No meio dos ventos de mudança que sopram sobre o continente europeu, Bruxelas, a capital da Bélgica e um dos centros culturais da União Europeia, testemunha uma metamorfose singular: uma igreja centenária é convertida num inusitado rocódromo. Esta metamorfose, aparentemente simples na sua descrição, carrega consigo uma carga simbólica e reflexiva sobre a identidade e os valores contemporâneos da Europa.
A transformação da igreja num local dedicado à escalada e à aventura pode ser interpretada de diversas maneiras. Alguns podem ver nisso um prenúncio de uma Europa que se está a afastar das suas raízes religiosas, uma interpretação que reflete a crescente secularização e pluralidade de crenças no continente. Outros podem ver nesta mudança um sinal de uma Europa que busca se reinventar, adaptando-se aos novos tempos e encontrando novos usos para estruturas antigas, péssima forma de o fazer.

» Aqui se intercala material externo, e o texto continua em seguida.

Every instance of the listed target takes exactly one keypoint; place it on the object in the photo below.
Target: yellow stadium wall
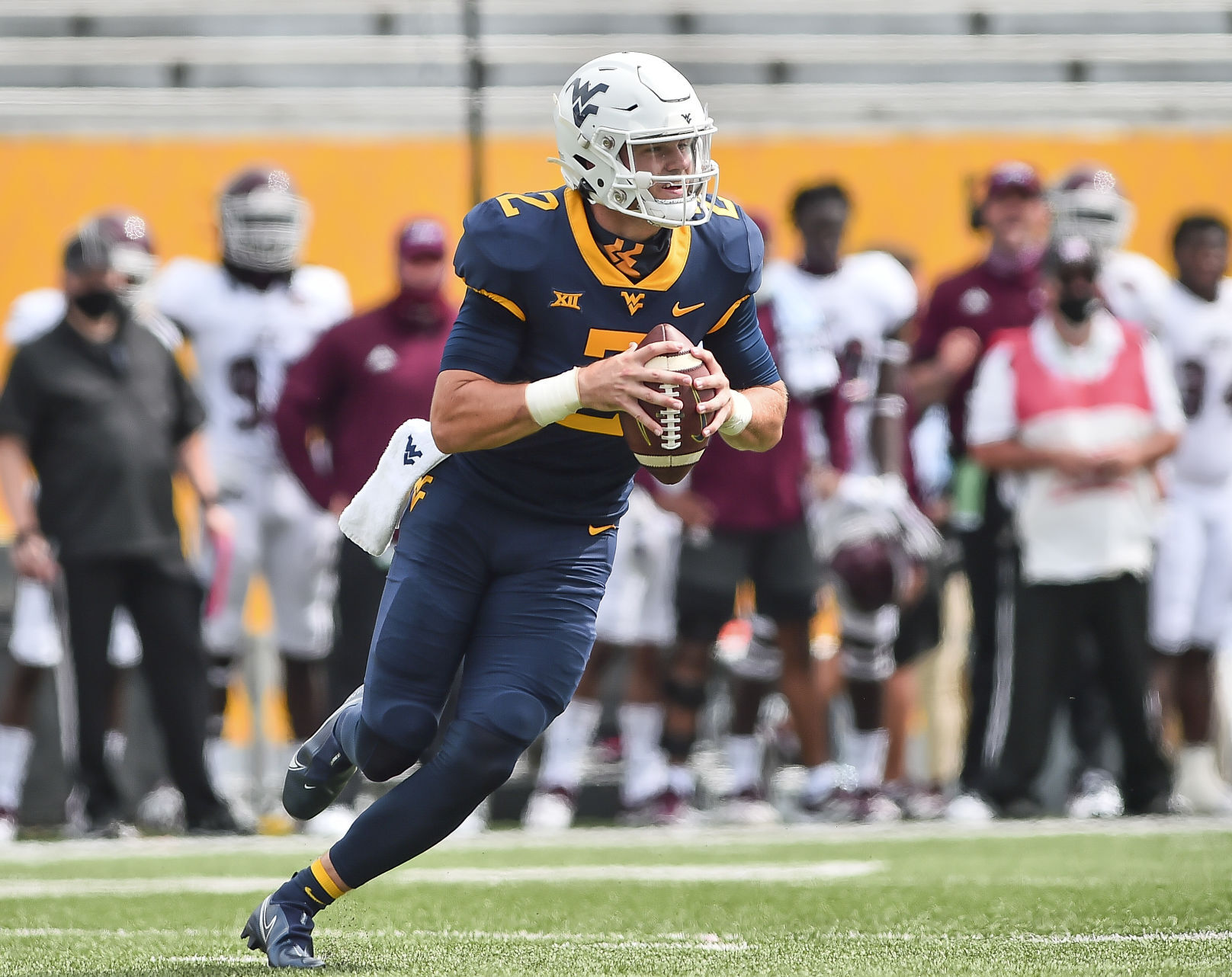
(910, 193)
(908, 190)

A igreja, outrora um símbolo do poder espiritual e da comunidade religiosa, agora torna- se um espaço de desafio físico e exploração pessoal. Esta transformação não apenas reflete a evolução dos interesses e atividades da sociedade moderna, mas também levanta questões sobre o papel e o significado dos espaços sagrados numa era cada vez mais secularizada.
Assim, a transformação da igreja em Bruxelas num rocódromo pode ser vista como um reflexo da Europa contemporânea: uma mistura complexa de tradição e inovação, de secularização e espiritualidade, de frieza e calor humano.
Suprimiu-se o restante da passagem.